Runner’s knee is front of knee pain, often called patellofemoral pain syndrome (PFPS), that shows up around or behind your kneecap. It usually hurts more with running, stairs, squats, or sitting for a long time. It is rarely caused by just one thing – training load, muscle strength, and movement control all play a role. Easing the load, strengthening your legs and hips, and returning to running gradually can support long-term comfort.
What is runner’s knee?
Runner’s knee is a common nickname for pain felt at the front of the knee, usually around or just behind the kneecap.
The medical term most often used is patellofemoral pain syndrome (PFPS).
In PFPS, the structures around the kneecap become sensitive, especially when the joint is under load.
Research suggests that patellofemoral pain is one of the most common running-related knee problems, affecting many recreational and competitive runners.
The good news: while the pain can be frustrating, it is usually manageable with the right mix of load management, strengthening, and patience.
Key symptoms of runner’s knee
Everyone’s pain story is a bit different, but common symptoms include:
- Pain around or behind the kneecap
- Pain that worsens with running, especially hills or speed work
- Discomfort or pain when going up or down stairs
- Pain with squats, lunges, or kneeling
- Stiffness or aching after sitting for a long time, especially with bent knees
- Sometimes mild swelling or a feeling of “grinding” behind the kneecap
If your knee gives way, locks, or has sudden sharp catching pain, it is important to speak with a healthcare professional to rule out other issues.
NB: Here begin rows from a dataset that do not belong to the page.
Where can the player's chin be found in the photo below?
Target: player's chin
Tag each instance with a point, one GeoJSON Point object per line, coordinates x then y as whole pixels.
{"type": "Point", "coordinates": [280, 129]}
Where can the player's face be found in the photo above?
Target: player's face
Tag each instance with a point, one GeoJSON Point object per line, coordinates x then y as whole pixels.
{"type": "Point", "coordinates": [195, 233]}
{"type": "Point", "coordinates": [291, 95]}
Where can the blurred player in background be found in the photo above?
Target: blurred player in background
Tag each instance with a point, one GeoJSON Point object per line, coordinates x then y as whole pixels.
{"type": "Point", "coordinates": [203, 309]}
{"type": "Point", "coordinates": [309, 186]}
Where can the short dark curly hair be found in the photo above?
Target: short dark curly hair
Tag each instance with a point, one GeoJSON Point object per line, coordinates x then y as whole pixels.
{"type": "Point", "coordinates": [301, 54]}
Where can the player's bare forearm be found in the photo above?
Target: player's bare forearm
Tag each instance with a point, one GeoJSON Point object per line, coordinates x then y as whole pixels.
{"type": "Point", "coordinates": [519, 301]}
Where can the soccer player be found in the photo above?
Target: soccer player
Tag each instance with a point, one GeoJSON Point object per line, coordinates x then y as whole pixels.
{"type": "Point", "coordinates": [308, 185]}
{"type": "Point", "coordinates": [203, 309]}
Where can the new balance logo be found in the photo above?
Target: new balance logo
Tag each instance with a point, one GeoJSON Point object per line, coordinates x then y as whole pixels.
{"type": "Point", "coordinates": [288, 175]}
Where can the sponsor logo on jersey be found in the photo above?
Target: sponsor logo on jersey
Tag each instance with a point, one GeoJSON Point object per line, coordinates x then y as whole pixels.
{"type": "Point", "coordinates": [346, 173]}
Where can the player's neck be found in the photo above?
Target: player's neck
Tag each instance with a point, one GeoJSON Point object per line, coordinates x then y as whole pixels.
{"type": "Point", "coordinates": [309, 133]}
Why does runner’s knee happen?
There usually is not a single cause. Instead, runner’s knee tends to develop when several factors stack up over time.
1. Training load and overuse
Your knees are built to handle running, but they do best with gradual changes.
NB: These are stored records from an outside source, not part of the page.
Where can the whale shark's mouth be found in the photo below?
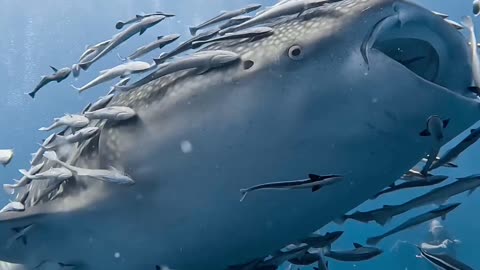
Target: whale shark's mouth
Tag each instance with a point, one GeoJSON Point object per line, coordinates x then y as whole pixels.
{"type": "Point", "coordinates": [422, 43]}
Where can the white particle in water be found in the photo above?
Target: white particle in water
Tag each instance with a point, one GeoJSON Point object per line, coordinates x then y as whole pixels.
{"type": "Point", "coordinates": [186, 147]}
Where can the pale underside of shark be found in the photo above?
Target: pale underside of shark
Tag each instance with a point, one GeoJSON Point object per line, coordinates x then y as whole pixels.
{"type": "Point", "coordinates": [323, 111]}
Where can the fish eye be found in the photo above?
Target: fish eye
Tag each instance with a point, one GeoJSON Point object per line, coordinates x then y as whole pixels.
{"type": "Point", "coordinates": [248, 64]}
{"type": "Point", "coordinates": [295, 52]}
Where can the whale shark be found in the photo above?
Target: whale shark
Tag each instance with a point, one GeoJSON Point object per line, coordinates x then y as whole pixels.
{"type": "Point", "coordinates": [301, 100]}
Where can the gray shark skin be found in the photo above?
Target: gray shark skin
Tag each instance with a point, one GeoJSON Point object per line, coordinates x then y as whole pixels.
{"type": "Point", "coordinates": [284, 116]}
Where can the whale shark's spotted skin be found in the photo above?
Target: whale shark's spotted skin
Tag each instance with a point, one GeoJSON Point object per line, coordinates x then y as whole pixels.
{"type": "Point", "coordinates": [326, 112]}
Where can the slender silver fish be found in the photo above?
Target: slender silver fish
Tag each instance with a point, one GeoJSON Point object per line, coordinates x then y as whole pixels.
{"type": "Point", "coordinates": [139, 27]}
{"type": "Point", "coordinates": [441, 211]}
{"type": "Point", "coordinates": [313, 182]}
{"type": "Point", "coordinates": [359, 253]}
{"type": "Point", "coordinates": [254, 33]}
{"type": "Point", "coordinates": [69, 120]}
{"type": "Point", "coordinates": [225, 15]}
{"type": "Point", "coordinates": [161, 42]}
{"type": "Point", "coordinates": [58, 76]}
{"type": "Point", "coordinates": [114, 113]}
{"type": "Point", "coordinates": [119, 25]}
{"type": "Point", "coordinates": [202, 61]}
{"type": "Point", "coordinates": [411, 184]}
{"type": "Point", "coordinates": [454, 152]}
{"type": "Point", "coordinates": [185, 46]}
{"type": "Point", "coordinates": [112, 175]}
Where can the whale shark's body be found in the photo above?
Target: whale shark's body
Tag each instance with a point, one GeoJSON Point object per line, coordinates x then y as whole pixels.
{"type": "Point", "coordinates": [306, 102]}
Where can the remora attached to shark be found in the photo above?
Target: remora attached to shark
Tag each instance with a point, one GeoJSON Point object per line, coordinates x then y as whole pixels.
{"type": "Point", "coordinates": [300, 100]}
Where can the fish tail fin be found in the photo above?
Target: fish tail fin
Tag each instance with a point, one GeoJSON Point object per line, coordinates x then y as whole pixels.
{"type": "Point", "coordinates": [193, 30]}
{"type": "Point", "coordinates": [340, 220]}
{"type": "Point", "coordinates": [51, 155]}
{"type": "Point", "coordinates": [373, 241]}
{"type": "Point", "coordinates": [243, 193]}
{"type": "Point", "coordinates": [119, 25]}
{"type": "Point", "coordinates": [467, 22]}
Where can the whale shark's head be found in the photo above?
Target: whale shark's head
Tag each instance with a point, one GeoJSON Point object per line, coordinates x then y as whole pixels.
{"type": "Point", "coordinates": [341, 89]}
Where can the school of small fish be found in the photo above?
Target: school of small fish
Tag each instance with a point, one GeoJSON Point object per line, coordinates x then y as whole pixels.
{"type": "Point", "coordinates": [80, 128]}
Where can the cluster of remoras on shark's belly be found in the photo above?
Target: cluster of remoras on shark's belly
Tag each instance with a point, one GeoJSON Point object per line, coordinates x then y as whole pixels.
{"type": "Point", "coordinates": [80, 130]}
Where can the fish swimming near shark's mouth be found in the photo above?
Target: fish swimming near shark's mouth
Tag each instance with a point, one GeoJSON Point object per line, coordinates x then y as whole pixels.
{"type": "Point", "coordinates": [300, 100]}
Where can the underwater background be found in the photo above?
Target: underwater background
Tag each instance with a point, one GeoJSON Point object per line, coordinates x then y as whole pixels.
{"type": "Point", "coordinates": [36, 34]}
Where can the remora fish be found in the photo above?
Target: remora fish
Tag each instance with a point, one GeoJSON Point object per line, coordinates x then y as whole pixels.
{"type": "Point", "coordinates": [475, 62]}
{"type": "Point", "coordinates": [161, 42]}
{"type": "Point", "coordinates": [457, 149]}
{"type": "Point", "coordinates": [285, 117]}
{"type": "Point", "coordinates": [118, 71]}
{"type": "Point", "coordinates": [119, 25]}
{"type": "Point", "coordinates": [69, 120]}
{"type": "Point", "coordinates": [252, 34]}
{"type": "Point", "coordinates": [24, 181]}
{"type": "Point", "coordinates": [6, 155]}
{"type": "Point", "coordinates": [436, 196]}
{"type": "Point", "coordinates": [58, 76]}
{"type": "Point", "coordinates": [235, 21]}
{"type": "Point", "coordinates": [112, 175]}
{"type": "Point", "coordinates": [443, 261]}
{"type": "Point", "coordinates": [360, 253]}
{"type": "Point", "coordinates": [412, 184]}
{"type": "Point", "coordinates": [313, 182]}
{"type": "Point", "coordinates": [225, 15]}
{"type": "Point", "coordinates": [441, 211]}
{"type": "Point", "coordinates": [185, 46]}
{"type": "Point", "coordinates": [114, 113]}
{"type": "Point", "coordinates": [435, 129]}
{"type": "Point", "coordinates": [139, 27]}
{"type": "Point", "coordinates": [201, 61]}
{"type": "Point", "coordinates": [53, 173]}
{"type": "Point", "coordinates": [284, 9]}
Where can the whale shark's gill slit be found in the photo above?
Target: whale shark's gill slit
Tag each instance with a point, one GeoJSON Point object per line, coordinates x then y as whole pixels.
{"type": "Point", "coordinates": [417, 55]}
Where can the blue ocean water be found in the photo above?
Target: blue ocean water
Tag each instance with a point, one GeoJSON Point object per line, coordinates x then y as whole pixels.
{"type": "Point", "coordinates": [36, 34]}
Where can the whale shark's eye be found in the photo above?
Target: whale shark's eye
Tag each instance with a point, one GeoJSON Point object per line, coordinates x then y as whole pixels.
{"type": "Point", "coordinates": [295, 52]}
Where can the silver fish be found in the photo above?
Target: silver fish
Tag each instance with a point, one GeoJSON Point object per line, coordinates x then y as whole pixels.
{"type": "Point", "coordinates": [441, 211]}
{"type": "Point", "coordinates": [58, 76]}
{"type": "Point", "coordinates": [226, 15]}
{"type": "Point", "coordinates": [119, 25]}
{"type": "Point", "coordinates": [114, 113]}
{"type": "Point", "coordinates": [161, 42]}
{"type": "Point", "coordinates": [201, 61]}
{"type": "Point", "coordinates": [313, 182]}
{"type": "Point", "coordinates": [360, 253]}
{"type": "Point", "coordinates": [111, 175]}
{"type": "Point", "coordinates": [118, 71]}
{"type": "Point", "coordinates": [139, 27]}
{"type": "Point", "coordinates": [412, 184]}
{"type": "Point", "coordinates": [69, 120]}
{"type": "Point", "coordinates": [252, 34]}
Runner’s knee often shows up after:
- A sudden jump in mileage
- Adding hills or speed sessions too quickly
- Returning to running too fast after time off
When the load on the kneecap rises faster than your body can adapt, the area can become irritated and painful.
2. Weakness in the glutes and quads
Your quadriceps on the front of the thigh help guide the kneecap as you bend and straighten the knee.
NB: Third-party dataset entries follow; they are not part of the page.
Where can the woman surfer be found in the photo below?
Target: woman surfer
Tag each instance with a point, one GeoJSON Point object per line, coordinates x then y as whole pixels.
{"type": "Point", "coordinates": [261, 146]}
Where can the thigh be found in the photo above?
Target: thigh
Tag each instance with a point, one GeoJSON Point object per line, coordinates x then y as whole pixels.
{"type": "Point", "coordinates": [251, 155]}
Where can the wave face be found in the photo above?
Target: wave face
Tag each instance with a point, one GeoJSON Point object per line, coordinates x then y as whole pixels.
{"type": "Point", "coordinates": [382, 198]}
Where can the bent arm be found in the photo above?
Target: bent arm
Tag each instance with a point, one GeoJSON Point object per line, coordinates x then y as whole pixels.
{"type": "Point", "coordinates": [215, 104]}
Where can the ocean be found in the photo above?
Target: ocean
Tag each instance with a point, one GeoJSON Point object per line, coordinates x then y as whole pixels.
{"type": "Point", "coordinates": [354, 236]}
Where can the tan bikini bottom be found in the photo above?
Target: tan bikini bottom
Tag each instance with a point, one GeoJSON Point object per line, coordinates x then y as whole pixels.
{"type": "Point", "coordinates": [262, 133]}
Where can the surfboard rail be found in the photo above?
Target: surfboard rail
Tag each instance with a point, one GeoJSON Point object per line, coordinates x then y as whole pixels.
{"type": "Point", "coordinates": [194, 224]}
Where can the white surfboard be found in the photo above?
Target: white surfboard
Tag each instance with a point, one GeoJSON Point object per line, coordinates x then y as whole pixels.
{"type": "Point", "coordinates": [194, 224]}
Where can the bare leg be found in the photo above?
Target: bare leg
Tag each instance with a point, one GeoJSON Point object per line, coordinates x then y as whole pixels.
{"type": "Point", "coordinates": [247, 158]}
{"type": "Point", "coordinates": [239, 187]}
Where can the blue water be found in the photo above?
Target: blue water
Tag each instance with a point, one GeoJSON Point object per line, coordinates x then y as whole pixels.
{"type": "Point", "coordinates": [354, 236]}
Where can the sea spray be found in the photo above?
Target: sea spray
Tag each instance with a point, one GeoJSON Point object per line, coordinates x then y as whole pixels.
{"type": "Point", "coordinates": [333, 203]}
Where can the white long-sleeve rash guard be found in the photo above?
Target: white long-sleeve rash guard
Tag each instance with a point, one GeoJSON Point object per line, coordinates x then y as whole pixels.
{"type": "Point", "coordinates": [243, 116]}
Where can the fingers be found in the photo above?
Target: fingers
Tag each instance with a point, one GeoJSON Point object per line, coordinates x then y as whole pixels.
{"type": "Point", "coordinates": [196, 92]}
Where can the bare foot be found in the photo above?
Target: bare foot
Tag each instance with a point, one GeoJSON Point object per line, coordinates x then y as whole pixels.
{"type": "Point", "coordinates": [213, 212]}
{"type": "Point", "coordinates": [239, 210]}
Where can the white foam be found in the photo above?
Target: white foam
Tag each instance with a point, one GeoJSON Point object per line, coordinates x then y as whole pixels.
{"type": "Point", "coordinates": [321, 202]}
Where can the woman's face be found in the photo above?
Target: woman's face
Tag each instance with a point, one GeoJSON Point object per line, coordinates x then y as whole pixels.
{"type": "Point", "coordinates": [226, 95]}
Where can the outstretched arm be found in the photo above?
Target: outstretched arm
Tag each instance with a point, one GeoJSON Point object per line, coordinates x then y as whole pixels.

Your glute muscles in the hips help control how the leg lines up under your body.
If these muscles are not strong or tire quickly, more stress can fall on the front of the knee during running, stairs, and squats.
3. Movement control and knee tracking
How your knee moves is as important as how strong you are.
Some runners notice their knee drifting inward when they squat, lunge, or land from a step.
This inward collapse can increase stress on the kneecap, especially when combined with high training loads or muscle fatigue.
A common myth: it is not “just the shoes”
Footwear does play a role in comfort, but runner’s knee is rarely caused by shoes alone.
Most research points to a mix of factors including load, strength, and movement control.
Swapping shoes without addressing how you train and move usually does not create lasting change.
Treatment: calm it down, then build it back up
Managing runner’s knee is not about stopping running forever.
It is about finding the right level of activity while you strengthen and rebuild confidence in your knee.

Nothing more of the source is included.